Defendant argues that its conduct was not unfair or unconscionable under 15 U.S.C. § 1692f because that provision is a “catchall” for conduct not otherwise covered by the FDCPA. If plaintiff’s allegations are true, then defendant’s conduct falls within the scope of § 1692d and § 1692e, and according to defendant, that means it necessarily does not fall [*16] within the scope of § 1692f. Some courts would agree with defendant that debt collection practices do not violate § 1692f if they violate other provisions of the FDCPA, see, e.g., Mills v. Turner, No. CV 15-13267-MLW, 2017 WL 3670967, at *11 (D. Mass. Aug. 25, 2017), but the Seventh Circuit is not among them. The Seventh Circuit has recognized that the same conduct can violate § 1692f as well as other provisions. See McMillan v. Collection Prof’ls Inc., 455 F.3d 754, 765 (7th Cir. 2006) (debtor who received letter accusing her of dishonesty stated claim under both §1692e(7) and f) (citing Field v.
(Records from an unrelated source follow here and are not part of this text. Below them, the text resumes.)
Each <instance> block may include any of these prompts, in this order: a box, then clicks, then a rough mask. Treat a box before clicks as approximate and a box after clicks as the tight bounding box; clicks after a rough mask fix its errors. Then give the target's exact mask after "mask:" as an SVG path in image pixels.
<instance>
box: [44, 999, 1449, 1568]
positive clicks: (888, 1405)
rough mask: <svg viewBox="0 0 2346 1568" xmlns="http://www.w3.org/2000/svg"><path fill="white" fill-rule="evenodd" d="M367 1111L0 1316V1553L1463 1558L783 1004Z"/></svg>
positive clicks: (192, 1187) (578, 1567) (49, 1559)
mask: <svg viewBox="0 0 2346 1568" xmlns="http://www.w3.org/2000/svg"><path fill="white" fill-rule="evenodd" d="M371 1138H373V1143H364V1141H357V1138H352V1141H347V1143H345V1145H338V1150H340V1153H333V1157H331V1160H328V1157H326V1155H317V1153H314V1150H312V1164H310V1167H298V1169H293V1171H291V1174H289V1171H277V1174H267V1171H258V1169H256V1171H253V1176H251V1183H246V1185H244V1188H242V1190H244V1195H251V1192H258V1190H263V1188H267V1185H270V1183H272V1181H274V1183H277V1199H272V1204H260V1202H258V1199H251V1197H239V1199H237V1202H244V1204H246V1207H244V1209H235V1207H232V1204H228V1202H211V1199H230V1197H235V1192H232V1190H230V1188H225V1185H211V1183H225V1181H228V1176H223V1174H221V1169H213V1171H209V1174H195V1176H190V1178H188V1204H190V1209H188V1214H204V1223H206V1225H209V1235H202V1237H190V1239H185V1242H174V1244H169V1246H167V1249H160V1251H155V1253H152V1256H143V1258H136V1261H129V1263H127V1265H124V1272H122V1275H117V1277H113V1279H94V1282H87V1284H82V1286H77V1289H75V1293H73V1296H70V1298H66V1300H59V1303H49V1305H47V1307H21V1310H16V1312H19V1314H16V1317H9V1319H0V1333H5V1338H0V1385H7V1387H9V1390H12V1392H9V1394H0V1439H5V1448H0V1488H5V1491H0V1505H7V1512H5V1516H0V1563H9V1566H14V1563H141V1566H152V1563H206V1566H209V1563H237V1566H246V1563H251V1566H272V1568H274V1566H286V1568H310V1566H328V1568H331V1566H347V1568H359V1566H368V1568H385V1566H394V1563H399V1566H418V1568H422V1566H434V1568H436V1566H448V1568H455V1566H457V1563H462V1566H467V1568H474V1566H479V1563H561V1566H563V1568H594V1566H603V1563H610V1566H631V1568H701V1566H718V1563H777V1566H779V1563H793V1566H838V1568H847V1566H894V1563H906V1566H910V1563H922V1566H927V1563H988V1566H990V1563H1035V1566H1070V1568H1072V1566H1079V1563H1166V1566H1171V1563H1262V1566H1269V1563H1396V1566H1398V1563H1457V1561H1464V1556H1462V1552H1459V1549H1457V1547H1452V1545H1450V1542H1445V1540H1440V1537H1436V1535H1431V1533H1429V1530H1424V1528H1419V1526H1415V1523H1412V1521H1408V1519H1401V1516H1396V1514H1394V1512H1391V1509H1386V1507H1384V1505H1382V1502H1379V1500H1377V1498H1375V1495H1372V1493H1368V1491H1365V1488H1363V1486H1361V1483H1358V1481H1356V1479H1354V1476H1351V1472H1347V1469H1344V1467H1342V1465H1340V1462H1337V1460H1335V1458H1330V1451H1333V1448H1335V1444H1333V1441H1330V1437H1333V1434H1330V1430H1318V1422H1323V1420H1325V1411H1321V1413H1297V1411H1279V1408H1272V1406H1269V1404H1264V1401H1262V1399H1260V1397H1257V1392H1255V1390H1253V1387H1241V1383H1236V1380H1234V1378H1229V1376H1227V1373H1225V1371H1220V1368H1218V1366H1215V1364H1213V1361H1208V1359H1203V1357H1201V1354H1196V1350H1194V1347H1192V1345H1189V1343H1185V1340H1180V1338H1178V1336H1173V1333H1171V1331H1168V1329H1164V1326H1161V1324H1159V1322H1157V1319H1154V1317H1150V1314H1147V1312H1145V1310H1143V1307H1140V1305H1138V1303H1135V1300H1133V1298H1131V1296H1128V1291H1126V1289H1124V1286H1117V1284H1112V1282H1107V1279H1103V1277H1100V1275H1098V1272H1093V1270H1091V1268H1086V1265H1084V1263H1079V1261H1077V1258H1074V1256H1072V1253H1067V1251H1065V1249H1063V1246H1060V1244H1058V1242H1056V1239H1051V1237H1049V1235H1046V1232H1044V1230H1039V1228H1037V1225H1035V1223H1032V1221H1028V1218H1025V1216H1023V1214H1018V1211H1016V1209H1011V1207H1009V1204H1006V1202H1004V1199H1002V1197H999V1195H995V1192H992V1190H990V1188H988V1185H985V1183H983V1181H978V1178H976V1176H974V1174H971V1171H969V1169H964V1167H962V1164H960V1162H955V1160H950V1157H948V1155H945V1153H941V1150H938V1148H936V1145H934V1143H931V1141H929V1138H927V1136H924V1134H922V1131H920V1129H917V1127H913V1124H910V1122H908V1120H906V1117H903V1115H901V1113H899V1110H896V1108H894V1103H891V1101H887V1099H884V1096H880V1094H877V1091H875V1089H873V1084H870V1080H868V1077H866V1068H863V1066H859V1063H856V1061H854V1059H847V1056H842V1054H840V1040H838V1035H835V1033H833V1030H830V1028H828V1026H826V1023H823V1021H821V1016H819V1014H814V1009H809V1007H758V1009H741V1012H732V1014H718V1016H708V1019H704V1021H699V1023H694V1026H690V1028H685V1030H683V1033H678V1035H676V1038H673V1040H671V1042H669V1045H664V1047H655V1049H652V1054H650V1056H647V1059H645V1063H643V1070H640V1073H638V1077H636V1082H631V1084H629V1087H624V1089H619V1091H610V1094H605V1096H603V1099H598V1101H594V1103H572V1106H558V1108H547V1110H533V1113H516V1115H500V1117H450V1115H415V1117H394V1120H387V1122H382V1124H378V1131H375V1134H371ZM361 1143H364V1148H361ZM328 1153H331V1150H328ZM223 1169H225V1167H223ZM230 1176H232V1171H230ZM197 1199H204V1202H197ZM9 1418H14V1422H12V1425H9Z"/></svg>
Wilber Law Firm, P.C., 383 F.3d 562, 566 (7th Cir. 2004) (debtor who received misleading letter stated claim under §1692e and f))); see also Todd, 731 F.3d at 739 (citing as “instructive” Fox v. Citicorp Credit Services, Inc., 15 F.3d 1507, 1517 (9th Cir. 1994), which held that “seeking a writ of garnishment when the debtor was not behind in making payments can violate § 1692f,” where debtor had also stated overlapping claims under § 1692d and e). This approach is consistent with the broad language of the statute, as the Seventh Circuit explained in McMillan, 455 F.3d at 764-65, and as the Sixth Circuit explained in Currier v. First Resolution Investment Corp. . . .Based on this discussion, and particularly on the approving citation to Fox, this Court concludes that, viewing the facts in the light most favorable to plaintiff, a reasonable jury could conlude that defendant’s conduct falls within the scope of § 1692f. For essentially the same reasons that defendant’s conduct is potentially absusive and misleading under other sections [*19] of the FDCPA, it is potentially unfair under § 1692f: a reasonable jury could conclude that, by way of harassment and false threats, defendant sought to collect from plaintiff a debt that it knew or should have known that she did not owe. Defendant’s motion is denied as to plaintiff’s § 1692f claim.